According to Steil, the Democrats’ ActBlue fundraising platform contains a “loophole” allowing the party to raise money from illegal donations.
In a letter to the FEC, Steil wrote that his investigation into the fundraising platform follows “widespread allegations of fraudulent donations being reported to the FEC by ActBlue, one of the largest fundraising platforms in the country.”
While the “vast majority of online transactions, including a donation to most political campaigns and to other large fundraising platforms, require a CVV number to reduce fraud and prevent unlawful foreign transactions,” Steil wrote, “ActBlue’s donor procedures are painfully outside the norm, and an emergency rulemaking is required to address them.”
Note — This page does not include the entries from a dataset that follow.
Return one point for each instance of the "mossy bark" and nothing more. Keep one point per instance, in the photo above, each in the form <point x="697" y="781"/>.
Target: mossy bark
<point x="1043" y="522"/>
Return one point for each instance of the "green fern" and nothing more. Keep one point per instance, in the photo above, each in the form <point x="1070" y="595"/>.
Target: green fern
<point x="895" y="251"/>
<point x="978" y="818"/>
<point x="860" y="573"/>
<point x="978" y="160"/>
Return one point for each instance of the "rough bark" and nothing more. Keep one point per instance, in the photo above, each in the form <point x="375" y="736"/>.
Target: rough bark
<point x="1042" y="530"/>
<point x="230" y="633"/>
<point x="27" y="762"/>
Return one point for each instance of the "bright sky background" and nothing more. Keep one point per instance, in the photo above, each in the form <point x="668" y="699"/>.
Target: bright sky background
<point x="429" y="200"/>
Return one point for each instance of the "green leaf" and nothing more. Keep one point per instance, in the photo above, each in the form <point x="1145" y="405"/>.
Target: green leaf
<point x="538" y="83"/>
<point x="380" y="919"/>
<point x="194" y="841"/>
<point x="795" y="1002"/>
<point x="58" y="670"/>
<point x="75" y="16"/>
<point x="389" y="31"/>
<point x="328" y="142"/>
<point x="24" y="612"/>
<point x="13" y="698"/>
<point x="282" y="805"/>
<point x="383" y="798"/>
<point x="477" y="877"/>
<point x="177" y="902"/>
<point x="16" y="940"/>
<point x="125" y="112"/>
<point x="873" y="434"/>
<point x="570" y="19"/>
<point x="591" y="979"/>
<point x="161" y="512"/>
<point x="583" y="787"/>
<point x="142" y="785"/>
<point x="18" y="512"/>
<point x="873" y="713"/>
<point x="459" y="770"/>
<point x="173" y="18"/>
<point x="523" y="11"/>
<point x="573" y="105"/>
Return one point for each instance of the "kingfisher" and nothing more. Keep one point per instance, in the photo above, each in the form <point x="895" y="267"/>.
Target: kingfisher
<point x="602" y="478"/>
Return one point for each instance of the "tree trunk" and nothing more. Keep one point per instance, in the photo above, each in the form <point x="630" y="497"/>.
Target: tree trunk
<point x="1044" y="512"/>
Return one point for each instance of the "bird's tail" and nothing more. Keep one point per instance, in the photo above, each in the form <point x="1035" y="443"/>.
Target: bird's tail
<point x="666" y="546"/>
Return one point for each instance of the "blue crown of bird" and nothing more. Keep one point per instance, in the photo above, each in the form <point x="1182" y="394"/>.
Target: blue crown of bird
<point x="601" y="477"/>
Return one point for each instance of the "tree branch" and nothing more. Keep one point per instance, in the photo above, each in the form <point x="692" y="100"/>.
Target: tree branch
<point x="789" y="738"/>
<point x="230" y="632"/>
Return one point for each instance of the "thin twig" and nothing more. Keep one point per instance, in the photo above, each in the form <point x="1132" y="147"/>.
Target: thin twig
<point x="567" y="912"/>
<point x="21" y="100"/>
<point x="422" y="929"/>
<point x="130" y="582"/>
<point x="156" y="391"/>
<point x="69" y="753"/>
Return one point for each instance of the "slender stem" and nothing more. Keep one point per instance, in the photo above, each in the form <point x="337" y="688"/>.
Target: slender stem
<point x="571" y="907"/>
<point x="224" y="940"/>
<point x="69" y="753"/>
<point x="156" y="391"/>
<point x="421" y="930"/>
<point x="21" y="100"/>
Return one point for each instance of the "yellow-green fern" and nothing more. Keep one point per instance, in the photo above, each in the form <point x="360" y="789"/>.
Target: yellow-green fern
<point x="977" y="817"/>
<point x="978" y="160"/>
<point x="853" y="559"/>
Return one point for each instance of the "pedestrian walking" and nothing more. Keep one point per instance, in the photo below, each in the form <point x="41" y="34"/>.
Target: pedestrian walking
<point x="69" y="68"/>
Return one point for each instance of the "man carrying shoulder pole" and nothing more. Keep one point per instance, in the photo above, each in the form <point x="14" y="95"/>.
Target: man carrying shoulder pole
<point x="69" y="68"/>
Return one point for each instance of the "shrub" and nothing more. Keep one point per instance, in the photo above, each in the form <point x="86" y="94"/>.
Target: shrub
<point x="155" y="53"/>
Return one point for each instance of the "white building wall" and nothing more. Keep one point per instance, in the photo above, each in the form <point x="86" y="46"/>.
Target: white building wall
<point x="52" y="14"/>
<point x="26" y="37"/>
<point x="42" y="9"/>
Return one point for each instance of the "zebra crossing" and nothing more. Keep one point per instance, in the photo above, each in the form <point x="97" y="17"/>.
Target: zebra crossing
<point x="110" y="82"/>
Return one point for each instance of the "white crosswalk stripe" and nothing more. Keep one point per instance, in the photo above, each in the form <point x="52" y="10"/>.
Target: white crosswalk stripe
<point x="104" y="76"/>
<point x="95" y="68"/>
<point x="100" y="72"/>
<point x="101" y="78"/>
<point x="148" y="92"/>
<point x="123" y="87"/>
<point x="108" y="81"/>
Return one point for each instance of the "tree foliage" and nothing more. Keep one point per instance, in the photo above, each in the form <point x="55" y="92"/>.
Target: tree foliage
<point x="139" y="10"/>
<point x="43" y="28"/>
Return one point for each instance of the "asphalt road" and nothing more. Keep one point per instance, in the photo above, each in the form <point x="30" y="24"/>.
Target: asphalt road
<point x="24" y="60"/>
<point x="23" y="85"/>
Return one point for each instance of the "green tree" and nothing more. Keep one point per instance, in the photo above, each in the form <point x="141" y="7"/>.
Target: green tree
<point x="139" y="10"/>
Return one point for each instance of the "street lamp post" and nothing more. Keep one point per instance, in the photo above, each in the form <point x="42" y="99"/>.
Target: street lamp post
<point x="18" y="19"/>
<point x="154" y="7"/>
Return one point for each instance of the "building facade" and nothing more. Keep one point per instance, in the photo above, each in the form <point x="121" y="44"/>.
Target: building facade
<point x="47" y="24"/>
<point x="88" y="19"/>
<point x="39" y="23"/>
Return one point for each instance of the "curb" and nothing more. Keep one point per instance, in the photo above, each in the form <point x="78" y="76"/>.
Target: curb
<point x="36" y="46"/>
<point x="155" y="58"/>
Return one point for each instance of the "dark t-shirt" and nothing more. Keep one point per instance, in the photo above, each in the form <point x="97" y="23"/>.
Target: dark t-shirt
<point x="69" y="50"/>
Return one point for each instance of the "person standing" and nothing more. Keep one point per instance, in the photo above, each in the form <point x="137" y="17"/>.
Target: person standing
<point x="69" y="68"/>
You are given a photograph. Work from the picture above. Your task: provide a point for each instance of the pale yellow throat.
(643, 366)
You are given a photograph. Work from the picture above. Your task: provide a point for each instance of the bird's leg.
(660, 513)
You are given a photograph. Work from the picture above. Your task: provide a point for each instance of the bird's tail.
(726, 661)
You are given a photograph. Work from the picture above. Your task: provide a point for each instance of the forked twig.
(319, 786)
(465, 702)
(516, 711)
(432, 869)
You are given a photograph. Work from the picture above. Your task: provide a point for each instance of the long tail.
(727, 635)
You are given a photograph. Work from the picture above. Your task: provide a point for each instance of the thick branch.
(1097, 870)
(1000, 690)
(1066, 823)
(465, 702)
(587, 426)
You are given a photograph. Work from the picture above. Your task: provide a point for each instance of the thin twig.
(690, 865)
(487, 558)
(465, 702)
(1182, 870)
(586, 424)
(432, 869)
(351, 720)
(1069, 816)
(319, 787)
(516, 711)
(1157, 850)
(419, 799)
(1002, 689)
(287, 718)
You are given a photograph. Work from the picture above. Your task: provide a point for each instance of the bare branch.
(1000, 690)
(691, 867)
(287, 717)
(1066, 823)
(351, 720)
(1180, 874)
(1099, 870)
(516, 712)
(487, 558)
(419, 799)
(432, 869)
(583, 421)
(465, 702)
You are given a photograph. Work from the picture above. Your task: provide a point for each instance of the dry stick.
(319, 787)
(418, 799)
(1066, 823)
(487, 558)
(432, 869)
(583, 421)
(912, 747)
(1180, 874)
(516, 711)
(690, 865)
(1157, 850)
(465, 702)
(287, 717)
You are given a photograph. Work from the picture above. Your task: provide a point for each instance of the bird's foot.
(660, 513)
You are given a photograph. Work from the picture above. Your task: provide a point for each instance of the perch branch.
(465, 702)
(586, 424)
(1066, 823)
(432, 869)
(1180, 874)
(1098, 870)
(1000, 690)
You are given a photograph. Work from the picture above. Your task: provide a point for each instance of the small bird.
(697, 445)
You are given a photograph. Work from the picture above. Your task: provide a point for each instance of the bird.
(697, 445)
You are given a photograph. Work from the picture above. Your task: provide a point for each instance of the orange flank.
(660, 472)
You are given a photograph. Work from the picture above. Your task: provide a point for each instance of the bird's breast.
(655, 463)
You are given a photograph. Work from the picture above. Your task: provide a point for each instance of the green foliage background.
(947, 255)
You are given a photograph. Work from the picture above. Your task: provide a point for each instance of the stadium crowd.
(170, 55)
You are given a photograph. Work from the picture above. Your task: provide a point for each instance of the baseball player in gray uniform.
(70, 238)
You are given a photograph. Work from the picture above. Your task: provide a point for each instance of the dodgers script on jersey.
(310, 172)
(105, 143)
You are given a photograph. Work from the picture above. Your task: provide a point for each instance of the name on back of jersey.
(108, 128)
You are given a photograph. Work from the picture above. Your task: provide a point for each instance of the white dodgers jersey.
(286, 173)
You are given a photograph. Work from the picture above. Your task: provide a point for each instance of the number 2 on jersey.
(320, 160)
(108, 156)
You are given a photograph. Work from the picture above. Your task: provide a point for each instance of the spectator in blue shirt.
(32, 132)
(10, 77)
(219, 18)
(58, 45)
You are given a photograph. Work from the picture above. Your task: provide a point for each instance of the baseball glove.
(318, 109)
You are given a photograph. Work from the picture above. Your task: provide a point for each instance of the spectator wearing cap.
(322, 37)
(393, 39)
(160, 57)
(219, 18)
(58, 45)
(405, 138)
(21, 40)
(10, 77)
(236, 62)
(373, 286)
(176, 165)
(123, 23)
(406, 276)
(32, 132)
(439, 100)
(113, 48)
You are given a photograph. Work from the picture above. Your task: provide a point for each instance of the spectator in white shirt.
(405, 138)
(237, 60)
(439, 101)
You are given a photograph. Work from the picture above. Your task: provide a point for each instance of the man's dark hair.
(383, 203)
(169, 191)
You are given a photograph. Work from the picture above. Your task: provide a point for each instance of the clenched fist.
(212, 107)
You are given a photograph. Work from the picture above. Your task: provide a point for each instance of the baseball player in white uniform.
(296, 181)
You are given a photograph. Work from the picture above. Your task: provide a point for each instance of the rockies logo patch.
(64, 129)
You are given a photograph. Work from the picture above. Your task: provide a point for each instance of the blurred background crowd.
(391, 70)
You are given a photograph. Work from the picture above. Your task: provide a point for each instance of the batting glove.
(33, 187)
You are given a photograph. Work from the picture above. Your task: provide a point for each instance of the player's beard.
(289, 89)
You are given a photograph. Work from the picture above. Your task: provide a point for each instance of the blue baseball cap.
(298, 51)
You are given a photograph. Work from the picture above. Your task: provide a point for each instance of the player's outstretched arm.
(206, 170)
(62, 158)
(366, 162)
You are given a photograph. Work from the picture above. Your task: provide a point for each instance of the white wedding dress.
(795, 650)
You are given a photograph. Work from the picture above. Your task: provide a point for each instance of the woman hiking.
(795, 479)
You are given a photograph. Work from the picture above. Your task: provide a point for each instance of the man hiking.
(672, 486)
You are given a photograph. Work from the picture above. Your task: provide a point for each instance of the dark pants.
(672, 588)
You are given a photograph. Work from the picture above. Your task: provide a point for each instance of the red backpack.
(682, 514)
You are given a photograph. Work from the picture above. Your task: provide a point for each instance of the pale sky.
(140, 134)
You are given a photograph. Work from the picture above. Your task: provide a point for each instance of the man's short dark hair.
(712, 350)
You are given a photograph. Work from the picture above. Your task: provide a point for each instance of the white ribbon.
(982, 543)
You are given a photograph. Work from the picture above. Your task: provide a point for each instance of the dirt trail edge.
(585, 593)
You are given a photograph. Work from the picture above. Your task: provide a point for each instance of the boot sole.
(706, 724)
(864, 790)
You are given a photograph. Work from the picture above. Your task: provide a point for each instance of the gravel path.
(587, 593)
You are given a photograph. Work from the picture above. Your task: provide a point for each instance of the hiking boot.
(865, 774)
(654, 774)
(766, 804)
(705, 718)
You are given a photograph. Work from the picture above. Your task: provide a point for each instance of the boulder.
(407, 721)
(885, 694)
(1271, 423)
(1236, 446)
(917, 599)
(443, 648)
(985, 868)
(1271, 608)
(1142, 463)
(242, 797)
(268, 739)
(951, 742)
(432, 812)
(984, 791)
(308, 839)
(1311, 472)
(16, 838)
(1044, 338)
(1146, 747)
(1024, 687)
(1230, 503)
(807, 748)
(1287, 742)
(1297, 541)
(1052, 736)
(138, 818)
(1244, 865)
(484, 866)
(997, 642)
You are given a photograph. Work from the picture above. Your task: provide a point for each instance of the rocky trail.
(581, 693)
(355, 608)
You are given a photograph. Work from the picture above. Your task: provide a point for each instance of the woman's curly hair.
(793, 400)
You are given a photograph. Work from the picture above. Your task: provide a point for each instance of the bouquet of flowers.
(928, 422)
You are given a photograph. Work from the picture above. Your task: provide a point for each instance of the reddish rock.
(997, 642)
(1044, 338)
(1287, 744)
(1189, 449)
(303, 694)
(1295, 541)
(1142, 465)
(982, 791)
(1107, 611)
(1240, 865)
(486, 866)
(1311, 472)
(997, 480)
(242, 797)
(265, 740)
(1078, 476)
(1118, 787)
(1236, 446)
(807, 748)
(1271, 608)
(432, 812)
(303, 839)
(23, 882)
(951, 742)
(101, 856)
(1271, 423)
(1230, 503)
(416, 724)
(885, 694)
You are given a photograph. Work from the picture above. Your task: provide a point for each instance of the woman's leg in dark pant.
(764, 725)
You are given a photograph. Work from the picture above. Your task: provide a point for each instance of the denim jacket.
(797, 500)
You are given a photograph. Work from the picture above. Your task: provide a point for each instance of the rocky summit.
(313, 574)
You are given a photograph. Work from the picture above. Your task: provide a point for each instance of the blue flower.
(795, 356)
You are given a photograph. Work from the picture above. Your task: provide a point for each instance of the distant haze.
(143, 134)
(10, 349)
ActBlue’s practices “practices invite the possibility of foreign donations, and allowing political committees to accept donations from gift cards or other prepaid credit cards promote the appearance and the very real possibility that straw donors are making campaign donations with funds provided by another person or an unlawful donor including a foreign national,” he added.
“These issues present a serious loophole to the transparency and integrity of the campaign donation process, and an emergency rulemaking is required to rectify these issues,” Steil concluded.
The letter comes as some have speculated that ActBlue may be violating federal campaign finance laws.
ActBlue helped Kamala Harris raise nearly $50 million in campaign donations within hours of her presidential run announcement.